Para o diretor, o projeto se concretiza na hora certa, ressignificado por conta da pandemia e dos debates feministas e religiosos. "John e o pai dele tentam isolar um vírus que espalharia a gripe espanhola e mataria milhões de pessoas e existe um paralelo sobre o quanto a fé pode privar as pessoas de liberdade", compara. Baskerville buscou uma leitura social e antropológica, analisando a origem dos personagens e o efeito disso em suas vidas. "O perigo é tratar Alma e John como uma história de amor que não deu certo e não é nada disso. O amor deles jamais seria concretizado por causa dessas diferenças", afirma o dramaturgo.
O ator Ricardo Gelli se desafia na quinta incursão ao universo de Tennessee Williams. Ele participou de Rosa de Vidro (2007), versão de João Fábio Cabral para À Margem da Vida, Essa Propriedade Está Condenada e Por Que Você Fuma Tanto, Lily?, duas peças reunidas no projeto Propriedades Condenadas (2014), e, mesmo que não tenha estreado por problema de agenda, ensaiou A Catástrofe do Sucesso (2019). "Eu levo tudo o que estudei para o John porque Tennessee cria os personagens a partir de projeções biográficas", explica. "O John é o sonho americano realizado, só que ele não queria esse sonho, então virou um cara limítrofe, à beira do abismo."
CONEXÕES. Sara Antunes, por sua vez, estabelece conexões entre Alma e momentos marcantes de sua carreira, como os espetáculos Hysteria (2002), do Grupo XIX de Teatro, e As Meninas (2009), texto de Maitê Proença e Luiz Carlos Góes dirigido por Amir Haddad.

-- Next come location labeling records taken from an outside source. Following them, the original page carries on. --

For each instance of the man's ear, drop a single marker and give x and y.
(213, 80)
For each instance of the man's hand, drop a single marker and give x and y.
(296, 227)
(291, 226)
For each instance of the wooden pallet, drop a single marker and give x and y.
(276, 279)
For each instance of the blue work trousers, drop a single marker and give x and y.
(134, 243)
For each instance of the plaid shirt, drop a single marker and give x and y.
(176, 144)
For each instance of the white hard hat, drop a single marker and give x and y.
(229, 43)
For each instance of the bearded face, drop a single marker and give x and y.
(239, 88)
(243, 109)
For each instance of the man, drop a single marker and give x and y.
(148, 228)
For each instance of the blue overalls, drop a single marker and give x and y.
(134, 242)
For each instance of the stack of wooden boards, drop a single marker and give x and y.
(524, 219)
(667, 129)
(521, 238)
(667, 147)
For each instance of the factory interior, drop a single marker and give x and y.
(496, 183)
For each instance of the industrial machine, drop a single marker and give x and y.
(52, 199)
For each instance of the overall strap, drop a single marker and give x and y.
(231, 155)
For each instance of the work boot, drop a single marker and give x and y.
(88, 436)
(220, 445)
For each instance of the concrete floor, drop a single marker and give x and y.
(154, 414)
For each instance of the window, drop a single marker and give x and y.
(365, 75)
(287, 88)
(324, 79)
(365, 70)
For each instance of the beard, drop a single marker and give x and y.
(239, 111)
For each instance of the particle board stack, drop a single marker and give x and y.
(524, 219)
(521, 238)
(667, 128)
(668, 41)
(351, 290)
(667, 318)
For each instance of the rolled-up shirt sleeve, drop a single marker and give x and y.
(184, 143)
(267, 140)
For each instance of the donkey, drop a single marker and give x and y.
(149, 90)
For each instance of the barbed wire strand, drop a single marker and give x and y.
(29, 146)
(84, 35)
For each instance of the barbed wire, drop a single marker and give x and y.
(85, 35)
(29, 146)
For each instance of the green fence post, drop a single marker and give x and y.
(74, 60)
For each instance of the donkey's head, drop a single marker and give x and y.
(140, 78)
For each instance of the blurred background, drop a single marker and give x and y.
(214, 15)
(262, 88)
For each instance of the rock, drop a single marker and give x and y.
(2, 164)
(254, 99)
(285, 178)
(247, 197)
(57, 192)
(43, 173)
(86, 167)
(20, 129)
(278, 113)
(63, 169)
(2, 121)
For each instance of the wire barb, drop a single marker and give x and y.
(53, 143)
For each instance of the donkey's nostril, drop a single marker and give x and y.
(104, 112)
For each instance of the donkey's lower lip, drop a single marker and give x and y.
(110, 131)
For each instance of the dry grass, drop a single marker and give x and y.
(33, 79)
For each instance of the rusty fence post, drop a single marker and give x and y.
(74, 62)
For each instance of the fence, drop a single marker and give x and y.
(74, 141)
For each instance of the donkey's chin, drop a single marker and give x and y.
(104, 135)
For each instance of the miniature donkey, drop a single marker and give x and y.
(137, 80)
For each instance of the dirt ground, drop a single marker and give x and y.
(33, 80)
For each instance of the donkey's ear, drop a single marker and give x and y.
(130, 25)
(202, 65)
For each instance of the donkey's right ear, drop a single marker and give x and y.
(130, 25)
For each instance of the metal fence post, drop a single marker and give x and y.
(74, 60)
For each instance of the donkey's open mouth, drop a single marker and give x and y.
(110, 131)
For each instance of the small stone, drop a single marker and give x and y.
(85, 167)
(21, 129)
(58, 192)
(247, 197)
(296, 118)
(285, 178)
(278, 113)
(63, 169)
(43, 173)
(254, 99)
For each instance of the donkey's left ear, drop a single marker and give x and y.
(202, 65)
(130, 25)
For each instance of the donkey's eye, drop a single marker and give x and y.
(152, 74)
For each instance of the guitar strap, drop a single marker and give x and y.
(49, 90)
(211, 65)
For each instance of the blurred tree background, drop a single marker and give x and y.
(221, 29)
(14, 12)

"Temos mais uma mulher enclausurada por uma sociedade doente e é curioso como eu, enquanto artista, rodo, rodo e acabo ligada a projetos coletivos que expressam minhas pesquisas individuais", reconhece a atriz.

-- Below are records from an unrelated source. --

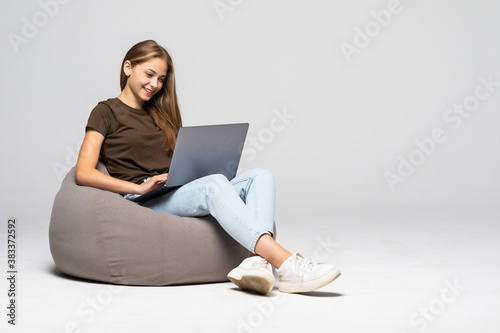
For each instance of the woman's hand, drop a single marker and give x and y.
(153, 183)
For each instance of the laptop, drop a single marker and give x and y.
(201, 151)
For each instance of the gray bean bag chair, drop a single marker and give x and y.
(99, 235)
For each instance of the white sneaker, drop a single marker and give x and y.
(254, 274)
(298, 274)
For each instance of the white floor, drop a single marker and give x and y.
(401, 272)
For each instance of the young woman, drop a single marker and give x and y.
(135, 133)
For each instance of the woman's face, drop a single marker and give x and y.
(146, 79)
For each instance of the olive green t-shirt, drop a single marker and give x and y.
(133, 145)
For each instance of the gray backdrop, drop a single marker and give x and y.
(354, 105)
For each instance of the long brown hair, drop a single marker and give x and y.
(163, 106)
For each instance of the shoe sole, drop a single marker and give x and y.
(306, 286)
(252, 280)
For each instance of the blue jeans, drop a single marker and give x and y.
(244, 206)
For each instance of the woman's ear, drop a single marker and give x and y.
(127, 67)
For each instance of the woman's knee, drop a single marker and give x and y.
(216, 182)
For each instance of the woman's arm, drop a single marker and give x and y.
(88, 175)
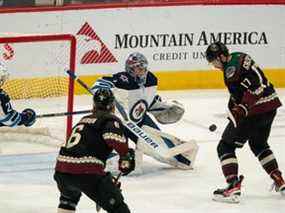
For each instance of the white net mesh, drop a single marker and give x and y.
(37, 66)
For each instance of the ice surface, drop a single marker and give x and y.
(26, 169)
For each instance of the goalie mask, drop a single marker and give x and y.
(104, 99)
(136, 65)
(4, 75)
(214, 50)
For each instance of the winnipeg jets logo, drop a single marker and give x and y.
(124, 78)
(138, 110)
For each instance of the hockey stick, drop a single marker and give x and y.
(135, 129)
(115, 181)
(63, 114)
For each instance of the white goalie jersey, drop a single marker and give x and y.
(138, 100)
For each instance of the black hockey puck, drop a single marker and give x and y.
(212, 127)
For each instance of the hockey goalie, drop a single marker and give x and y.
(136, 89)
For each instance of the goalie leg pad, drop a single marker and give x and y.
(183, 160)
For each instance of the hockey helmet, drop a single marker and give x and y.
(136, 65)
(103, 99)
(4, 75)
(214, 50)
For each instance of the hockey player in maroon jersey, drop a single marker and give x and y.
(253, 105)
(81, 161)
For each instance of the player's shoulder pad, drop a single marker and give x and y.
(111, 120)
(124, 80)
(233, 67)
(4, 97)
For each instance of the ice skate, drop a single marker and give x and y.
(279, 183)
(230, 194)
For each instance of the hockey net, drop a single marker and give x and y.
(37, 66)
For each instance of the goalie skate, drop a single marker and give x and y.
(230, 194)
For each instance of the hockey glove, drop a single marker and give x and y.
(28, 117)
(238, 113)
(127, 162)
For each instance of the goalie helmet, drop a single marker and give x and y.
(103, 99)
(136, 65)
(4, 75)
(214, 50)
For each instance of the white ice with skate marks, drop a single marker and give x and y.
(27, 186)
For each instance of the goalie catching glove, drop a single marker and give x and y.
(28, 117)
(127, 162)
(166, 113)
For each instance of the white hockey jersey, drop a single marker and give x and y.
(136, 99)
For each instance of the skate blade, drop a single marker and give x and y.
(230, 199)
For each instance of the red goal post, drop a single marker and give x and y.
(32, 79)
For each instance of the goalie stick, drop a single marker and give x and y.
(63, 114)
(139, 132)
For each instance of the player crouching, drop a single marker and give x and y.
(81, 162)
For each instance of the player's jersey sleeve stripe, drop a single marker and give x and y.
(12, 119)
(114, 137)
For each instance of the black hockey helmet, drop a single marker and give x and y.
(214, 50)
(103, 99)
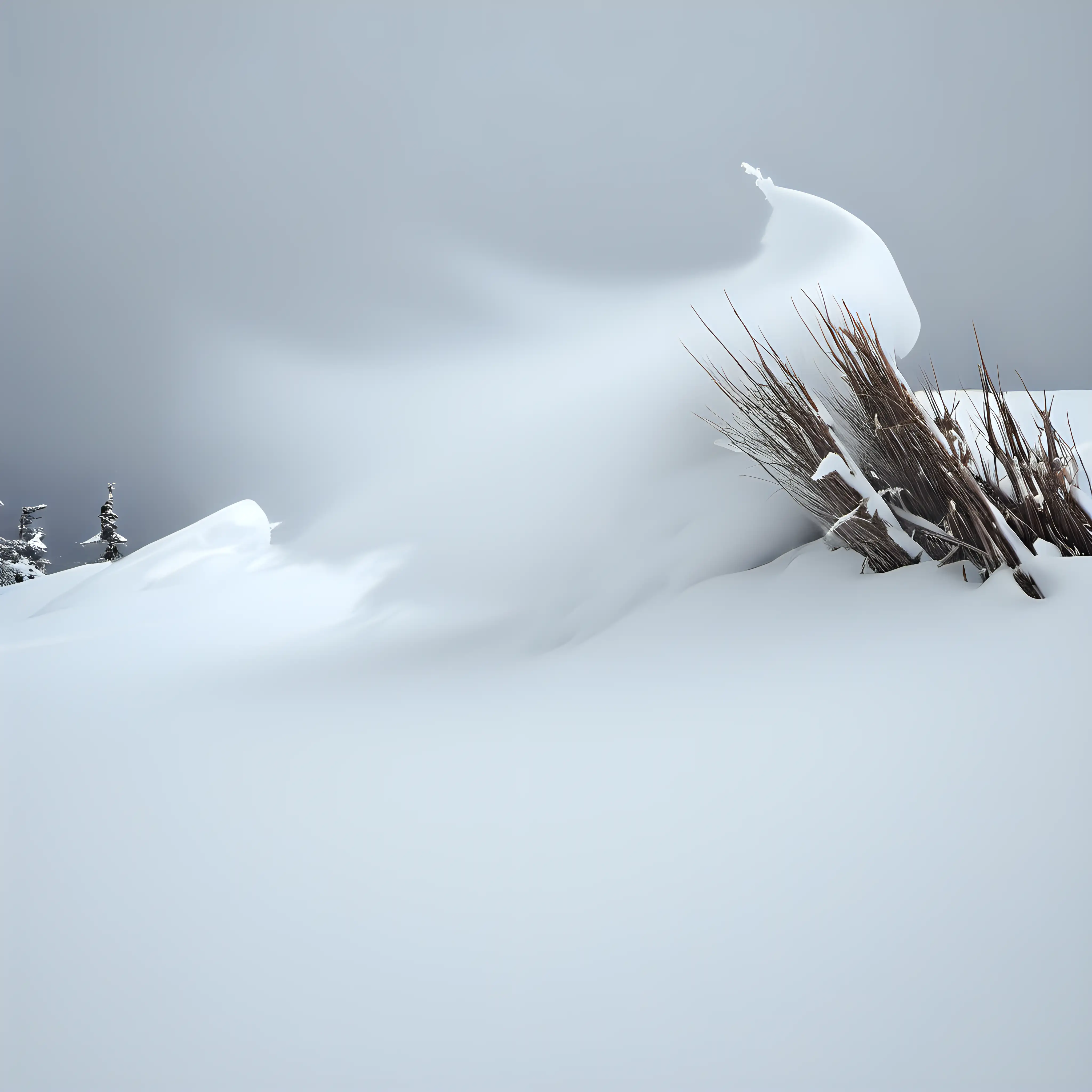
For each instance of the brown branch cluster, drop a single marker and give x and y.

O final de Alma nesta encenação sugere diferentes entendimentos e, segundo Sara, se torna mais contemporâneo e libertário. A atriz garante que, durante o processo, lutou muito para ampliar essa visão, e Baskerville, de ouvidos abertos, endossou a contribuição. "Existe uma tendência do Tennessee de castigar as personagens femininas, como se fosse um recado para as mulheres: não faça isso porque pode acontecer com você a mesma coisa", afirma o diretor. "Acho que o papel do encenador é rever questões assim e adaptá-las para o mundo de hoje."
As informações são do jornal O Estado de S. Paulo.